Federated learning sounds clean in papers. Each client trains locally, a server aggregates, nobody shares raw data. In practice, getting it to actually run across distributed nodes on shared cloud infrastructure with mismatched GPU drivers is a different problem entirely.
This is a writeup of what I built for our privacy-preserving brain tumor detection project, focusing on the parts that were actually hard.
The problem
Medical imaging data can't leave hospital systems. That's not a technical constraint - it's a legal and ethical one. Federated learning is the standard approach here: train a shared model without centralizing patient data.
The specific challenge we were working on was multimodal brain tumor detection using both MRI and CT scans. Most federated learning work in medical imaging treats these as separate problems. We wanted a single model that could process both modalities together, trained across simulated hospital clients where the data distribution was intentionally non-uniform.
The dual-stream architecture
My main contribution to the project was the neural network architecture. The core question was how to jointly learn from MRI and CT scans without one modality dominating the other.
The approach I landed on was late fusion with two separate processing streams. MRI inputs and CT inputs go through their own independent CNN trunks before being concatenated and passed to a shared classification head. This lets each stream develop modality-specific feature representations before combining them.
MRI input → Stream A (CNN) ─┐
├─ concat → classifier head → output
CT input → Stream B (CNN) ─┘
Early fusion - combining the inputs before any processing - consistently performed worse in our experiments. The model would effectively learn to ignore one modality when the other was more discriminative for a given sample. Late fusion kept both streams honest.
Non-IID data and personalized heads
The harder problem was the federated setup. In real hospital systems, data is non-IID by definition. One hospital might have mostly glioma cases. Another might have a disproportionate number of pediatric scans. A global model trained with standard FedAvg on this kind of data converges slowly and performs worse than a centralized model.
We addressed this with personalized local heads. The shared dual-stream trunk is aggregated globally across all clients. Each client keeps its own local classification head that is never shared. The idea is that the global trunk learns general feature extraction while the local head adapts to each client's specific data distribution.
Rahul built the Flower system infrastructure for this. My contribution was the architectural experiments - specifically comparing gradient-enabled versus gradient-free configurations for the local heads and figuring out where client drift was happening.
Client drift is what happens when local fine-tuning pulls each client's model away from the global optimum. After several rounds of local training, clients have models that perform well on their local data but diverge from each other, which degrades the global aggregation.
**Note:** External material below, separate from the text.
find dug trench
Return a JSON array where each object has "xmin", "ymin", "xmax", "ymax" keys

The personalized head approach mitigates this by only drifting the head, not the shared trunk.
Getting it to actually run
This is the part that took the most time and gets the least coverage in papers.
We ran our experiments on Chameleon Cloud, a shared academic testbed. The GPU nodes available to us had Tesla P100s. Our PyTorch version wanted CUDA 11.8. The P100 drivers on the nodes supported an older CUDA version. Getting these to agree took a full day of environment debugging.
The fix involved pinning specific PyTorch and CUDA versions and setting environment variables explicitly rather than relying on automatic detection. The error messages when there's a CUDA version mismatch are often misleading - they point to the model code, not the environment. If training fails immediately on the first forward pass with a cryptic CUDA error, check your driver version before touching your model.
The other infrastructure problem was session persistence. Federated training runs take hours. SSH connections to shared cloud nodes drop. We lost two full training runs before I set up tmux sessions for all training processes. After that, long runs completed without interruption.
My workflow for avoiding environment issues: get the model logic working locally on macOS first, then port to the cloud. Running a small-scale simulation locally catches architectural bugs before you burn cloud GPU time finding them.
Results
The dual-stream architecture outperformed single-modality baselines on tumor classification. The personalized local head approach improved global model accuracy by 12% over the standard FedAvg baseline with a shared global head, despite the non-IID data distribution across clients.
The 12% improvement is specifically the gain from personalized heads over standard federated aggregation. It's not a comparison against a centralized model - a centralized model trained on pooled data would likely do better, but that's the point. We're not pooling the data. The question is how well you can do without it.
What I'd do differently
The late fusion approach worked but there's a known limitation: if one modality is missing for a given patient, the model degrades significantly. Attention-based fusion that can handle missing modalities gracefully would be more robust in a real deployment.
The personalized head approach also requires careful tuning of how many local steps to run before aggregation. Too few and the local head doesn't adapt. Too many and drift accumulates in the trunk even though we're trying to prevent it. We tuned this empirically but a more principled approach based on the client's data distribution would be better.
The infrastructure friction - GPU compatibility, session management, environment pinning - was honestly the biggest time sink in the project. Cloud research infrastructure is rough around the edges and the documentation assumes a level of sysadmin familiarity that most ML courses don't build.